Moving from the meeting room for a tour of the labs, forensic scientist Eric Moore pointed out the obvious change in temperature. Pointing to his lab, Moore said, “It’s about 88 degrees in there right now because our air conditioning doesn’t work.” He said he tries to finish his lab work in the morning when it’s cooler.

The first phase of renovation was finished on time and within budget, he said, adding he hopes Phase Two will pass through the governor.

Remodeling for better use of space is even more critical, he said. 

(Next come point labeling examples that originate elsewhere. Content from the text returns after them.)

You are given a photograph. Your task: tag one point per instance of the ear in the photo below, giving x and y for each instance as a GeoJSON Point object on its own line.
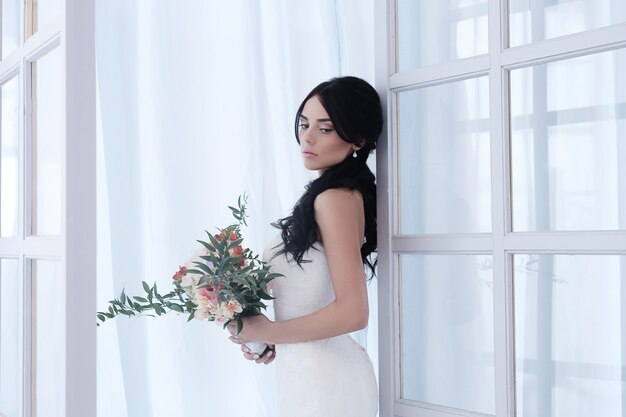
{"type": "Point", "coordinates": [359, 146]}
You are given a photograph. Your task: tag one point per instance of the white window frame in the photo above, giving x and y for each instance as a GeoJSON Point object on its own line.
{"type": "Point", "coordinates": [74, 34]}
{"type": "Point", "coordinates": [501, 243]}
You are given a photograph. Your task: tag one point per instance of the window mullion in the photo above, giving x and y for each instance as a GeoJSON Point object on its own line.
{"type": "Point", "coordinates": [499, 134]}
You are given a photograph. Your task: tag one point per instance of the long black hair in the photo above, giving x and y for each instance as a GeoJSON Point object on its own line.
{"type": "Point", "coordinates": [355, 111]}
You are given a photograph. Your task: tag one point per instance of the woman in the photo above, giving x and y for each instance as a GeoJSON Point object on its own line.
{"type": "Point", "coordinates": [321, 251]}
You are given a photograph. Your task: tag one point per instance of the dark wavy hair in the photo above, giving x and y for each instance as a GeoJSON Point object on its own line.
{"type": "Point", "coordinates": [355, 111]}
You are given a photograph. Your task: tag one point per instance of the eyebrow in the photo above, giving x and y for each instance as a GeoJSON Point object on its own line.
{"type": "Point", "coordinates": [319, 120]}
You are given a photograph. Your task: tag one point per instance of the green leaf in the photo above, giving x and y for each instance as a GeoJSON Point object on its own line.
{"type": "Point", "coordinates": [235, 243]}
{"type": "Point", "coordinates": [176, 307]}
{"type": "Point", "coordinates": [264, 295]}
{"type": "Point", "coordinates": [204, 267]}
{"type": "Point", "coordinates": [239, 325]}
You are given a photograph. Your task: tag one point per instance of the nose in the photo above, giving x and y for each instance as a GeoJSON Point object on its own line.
{"type": "Point", "coordinates": [305, 137]}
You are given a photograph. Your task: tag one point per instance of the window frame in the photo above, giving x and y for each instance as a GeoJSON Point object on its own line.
{"type": "Point", "coordinates": [502, 243]}
{"type": "Point", "coordinates": [73, 32]}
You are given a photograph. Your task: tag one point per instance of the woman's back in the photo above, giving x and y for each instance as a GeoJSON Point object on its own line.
{"type": "Point", "coordinates": [328, 377]}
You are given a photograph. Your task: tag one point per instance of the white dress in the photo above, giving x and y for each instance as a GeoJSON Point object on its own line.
{"type": "Point", "coordinates": [324, 378]}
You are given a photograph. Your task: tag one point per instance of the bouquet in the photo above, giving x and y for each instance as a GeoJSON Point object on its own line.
{"type": "Point", "coordinates": [222, 282]}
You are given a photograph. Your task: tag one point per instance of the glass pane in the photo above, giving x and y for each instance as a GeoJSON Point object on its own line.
{"type": "Point", "coordinates": [48, 337]}
{"type": "Point", "coordinates": [568, 145]}
{"type": "Point", "coordinates": [10, 338]}
{"type": "Point", "coordinates": [447, 331]}
{"type": "Point", "coordinates": [443, 158]}
{"type": "Point", "coordinates": [9, 164]}
{"type": "Point", "coordinates": [570, 335]}
{"type": "Point", "coordinates": [48, 144]}
{"type": "Point", "coordinates": [47, 12]}
{"type": "Point", "coordinates": [533, 21]}
{"type": "Point", "coordinates": [10, 26]}
{"type": "Point", "coordinates": [432, 32]}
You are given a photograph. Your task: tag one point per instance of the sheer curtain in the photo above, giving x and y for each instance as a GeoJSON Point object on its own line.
{"type": "Point", "coordinates": [197, 100]}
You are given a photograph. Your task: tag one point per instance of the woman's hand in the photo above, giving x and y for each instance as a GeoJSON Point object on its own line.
{"type": "Point", "coordinates": [255, 329]}
{"type": "Point", "coordinates": [266, 358]}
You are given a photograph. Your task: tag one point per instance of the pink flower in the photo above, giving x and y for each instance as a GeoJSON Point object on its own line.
{"type": "Point", "coordinates": [180, 274]}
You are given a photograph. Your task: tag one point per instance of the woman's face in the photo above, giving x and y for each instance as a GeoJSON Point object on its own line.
{"type": "Point", "coordinates": [320, 144]}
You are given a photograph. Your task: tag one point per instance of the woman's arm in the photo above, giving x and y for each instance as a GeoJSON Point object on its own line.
{"type": "Point", "coordinates": [341, 221]}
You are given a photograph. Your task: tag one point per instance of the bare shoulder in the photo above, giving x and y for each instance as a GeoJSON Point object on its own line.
{"type": "Point", "coordinates": [340, 216]}
{"type": "Point", "coordinates": [340, 200]}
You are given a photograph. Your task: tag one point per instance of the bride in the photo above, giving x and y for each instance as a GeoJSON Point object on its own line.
{"type": "Point", "coordinates": [322, 251]}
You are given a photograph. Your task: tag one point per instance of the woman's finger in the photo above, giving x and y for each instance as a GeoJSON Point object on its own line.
{"type": "Point", "coordinates": [267, 358]}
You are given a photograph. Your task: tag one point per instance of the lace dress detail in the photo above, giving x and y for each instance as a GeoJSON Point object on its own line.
{"type": "Point", "coordinates": [331, 377]}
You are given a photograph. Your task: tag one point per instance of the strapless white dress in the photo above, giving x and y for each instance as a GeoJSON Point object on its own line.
{"type": "Point", "coordinates": [323, 378]}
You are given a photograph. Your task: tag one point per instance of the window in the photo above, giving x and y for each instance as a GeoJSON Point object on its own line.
{"type": "Point", "coordinates": [47, 209]}
{"type": "Point", "coordinates": [502, 237]}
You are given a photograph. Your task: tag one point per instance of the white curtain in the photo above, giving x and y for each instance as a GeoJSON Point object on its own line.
{"type": "Point", "coordinates": [197, 100]}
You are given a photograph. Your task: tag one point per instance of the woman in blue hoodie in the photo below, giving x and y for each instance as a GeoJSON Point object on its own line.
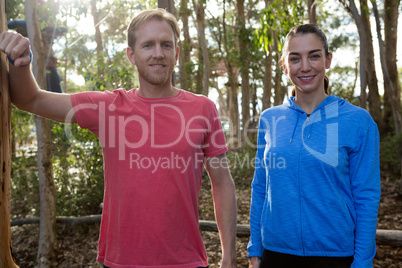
{"type": "Point", "coordinates": [316, 186]}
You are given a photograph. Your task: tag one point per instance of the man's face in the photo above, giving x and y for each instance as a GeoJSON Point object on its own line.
{"type": "Point", "coordinates": [155, 53]}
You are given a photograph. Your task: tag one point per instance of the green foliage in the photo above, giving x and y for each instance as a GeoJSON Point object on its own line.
{"type": "Point", "coordinates": [343, 83]}
{"type": "Point", "coordinates": [390, 156]}
{"type": "Point", "coordinates": [278, 18]}
{"type": "Point", "coordinates": [77, 170]}
{"type": "Point", "coordinates": [241, 165]}
{"type": "Point", "coordinates": [15, 9]}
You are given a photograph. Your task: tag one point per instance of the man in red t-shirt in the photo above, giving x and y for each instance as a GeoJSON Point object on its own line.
{"type": "Point", "coordinates": [155, 141]}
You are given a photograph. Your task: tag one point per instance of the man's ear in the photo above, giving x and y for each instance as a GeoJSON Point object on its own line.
{"type": "Point", "coordinates": [130, 55]}
{"type": "Point", "coordinates": [177, 53]}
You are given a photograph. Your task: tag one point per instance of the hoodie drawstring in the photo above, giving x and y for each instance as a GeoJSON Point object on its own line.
{"type": "Point", "coordinates": [294, 130]}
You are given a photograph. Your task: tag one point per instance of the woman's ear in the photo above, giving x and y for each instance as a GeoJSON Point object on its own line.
{"type": "Point", "coordinates": [328, 61]}
{"type": "Point", "coordinates": [285, 68]}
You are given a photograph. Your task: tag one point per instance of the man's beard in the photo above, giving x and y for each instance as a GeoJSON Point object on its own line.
{"type": "Point", "coordinates": [154, 77]}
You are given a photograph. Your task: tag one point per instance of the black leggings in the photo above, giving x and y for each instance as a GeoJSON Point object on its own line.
{"type": "Point", "coordinates": [271, 259]}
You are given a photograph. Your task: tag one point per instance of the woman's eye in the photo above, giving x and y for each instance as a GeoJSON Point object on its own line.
{"type": "Point", "coordinates": [294, 59]}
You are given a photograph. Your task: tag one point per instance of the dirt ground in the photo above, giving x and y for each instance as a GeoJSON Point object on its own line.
{"type": "Point", "coordinates": [77, 247]}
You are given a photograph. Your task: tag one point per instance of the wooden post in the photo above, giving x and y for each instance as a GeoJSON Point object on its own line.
{"type": "Point", "coordinates": [6, 259]}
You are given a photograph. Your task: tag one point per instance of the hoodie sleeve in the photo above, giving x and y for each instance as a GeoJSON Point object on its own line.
{"type": "Point", "coordinates": [366, 190]}
{"type": "Point", "coordinates": [255, 248]}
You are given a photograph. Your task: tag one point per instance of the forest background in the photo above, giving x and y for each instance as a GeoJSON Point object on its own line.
{"type": "Point", "coordinates": [230, 51]}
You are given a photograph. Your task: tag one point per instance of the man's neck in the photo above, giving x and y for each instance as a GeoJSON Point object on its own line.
{"type": "Point", "coordinates": [151, 91]}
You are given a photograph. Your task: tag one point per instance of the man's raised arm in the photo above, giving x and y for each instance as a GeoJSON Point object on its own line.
{"type": "Point", "coordinates": [24, 91]}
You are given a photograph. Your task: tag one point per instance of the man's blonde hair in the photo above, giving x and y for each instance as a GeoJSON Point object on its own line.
{"type": "Point", "coordinates": [151, 14]}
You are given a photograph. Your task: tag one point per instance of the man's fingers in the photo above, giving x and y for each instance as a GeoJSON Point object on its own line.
{"type": "Point", "coordinates": [16, 47]}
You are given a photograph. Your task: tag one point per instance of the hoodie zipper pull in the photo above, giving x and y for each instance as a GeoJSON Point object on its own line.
{"type": "Point", "coordinates": [308, 116]}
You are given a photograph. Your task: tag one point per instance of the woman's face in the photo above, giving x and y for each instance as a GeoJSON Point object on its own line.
{"type": "Point", "coordinates": [305, 63]}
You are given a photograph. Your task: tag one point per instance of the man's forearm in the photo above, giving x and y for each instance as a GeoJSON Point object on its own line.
{"type": "Point", "coordinates": [226, 217]}
{"type": "Point", "coordinates": [23, 88]}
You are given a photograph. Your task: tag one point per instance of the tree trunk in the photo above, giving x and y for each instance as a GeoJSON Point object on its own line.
{"type": "Point", "coordinates": [185, 48]}
{"type": "Point", "coordinates": [279, 92]}
{"type": "Point", "coordinates": [352, 10]}
{"type": "Point", "coordinates": [6, 258]}
{"type": "Point", "coordinates": [267, 93]}
{"type": "Point", "coordinates": [267, 90]}
{"type": "Point", "coordinates": [47, 230]}
{"type": "Point", "coordinates": [200, 14]}
{"type": "Point", "coordinates": [374, 100]}
{"type": "Point", "coordinates": [233, 87]}
{"type": "Point", "coordinates": [244, 71]}
{"type": "Point", "coordinates": [99, 44]}
{"type": "Point", "coordinates": [367, 66]}
{"type": "Point", "coordinates": [390, 50]}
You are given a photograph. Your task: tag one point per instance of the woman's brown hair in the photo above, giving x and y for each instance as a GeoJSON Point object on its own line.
{"type": "Point", "coordinates": [308, 28]}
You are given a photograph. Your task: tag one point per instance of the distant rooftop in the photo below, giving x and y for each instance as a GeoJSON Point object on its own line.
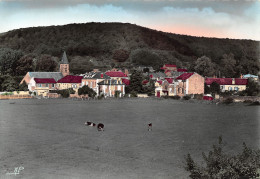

KBI Lab Director TL Price was also present and stressed that even in less-than-ideal condition, things are being accomplished at the Great Bend facility. “This (Phase One) has already made a big difference.”

Facility History

The 28 staff at the Kansas Bureau of Investigation office at 625 Washington St. in Great Bend include KBI agents (in field and special operations), forensic scientists (in chemistry, latent prints and biology/DNA), criminal intelligence analysts, agent and laboratory supervisors, and a victims’ advocate coordinator.

After doing lab work, scientists must be available to testify in court. During a year, the office receives roughly 4,000 subpoenas to testify.

• The east wing (investigations) was built in the 1960s

• The west wing (laboratory) was built in 1978

• The second floor of the laboratory (biology/DNA and evidence) was remodeled in 2007

• A portion of the first-floor laboratory (latent prints/chemistry) was remodeled in 2021

Legislative Support

• This session’s budget bill included $910,000 to replace the Laboratory HVAC system and complete the first-floor Laboratory remodel

Remaining Needs

• Agent evidence storage improvements

• Investigations area/east wing remodel

• Crime scene processing area

• Training space

• IT and disaster recovery site improvements

KBI Lab Director TL Price, left, and Eric Moore from the KBI Forensic Lab in Great Bend are shown during a tour of the facility. - photo by Susan Thacker/Great Bend Tribune

KBI offices

Great Bend’s facility is one of the KBI’s regional offices that houses an investigation staff and laboratory staff. Four or five Kansas Highway Patrol troopers also use it at their office. “They are viewed as a partner in providing service to the citizens of Kansas,” he said.

The KBI is headquartered in Topeka, which is where its largest laboratory, the Forensic Science Center, is located on the campus of Washburn University. There are also offices in Wichita, Lenexa, Pittsburg and Garden City, and laboratories in Kansas City and Pittsburg.

“There are a total of 28 employees of the KBI at this facility – 15 on the investigation side, who provide investigative services to 46 western Kansas counties,” he said.

 “These services are incredibly important to our sheriffs and police chiefs because 70% of Kansas law enforcement agencies have 10 or fewer officers. Those law enforcement officers are our customer base. Those agencies are why the KBI exists, to provide them with services that they can’t provide for themselves.”

Great Bend’s facility

“On the laboratory side here in Great Bend, we have an Evidence Control Center where we receive new evidence from our law enforcement customers in approximately 70 of Kansas’s counties,” he said. “Approximately 25% of the total evidence submitted to the KBI comes through this facility and much of it is transferred from here to the appropriate forensic scientist within our system to be analyzed.”

The regional facility saves area law enforcement officers from having to travel to Topeka to securely submit their evidence for testing. The Great Bend laboratory mainly conducts examinations in chemistry, biology, DNA, and latent fingerprints. Firearms, toxicology and digital evidence are also received here but then the evaluation is performed in other laboratories, the director said.

An earlier version of this story was posted online on April 20, 2023.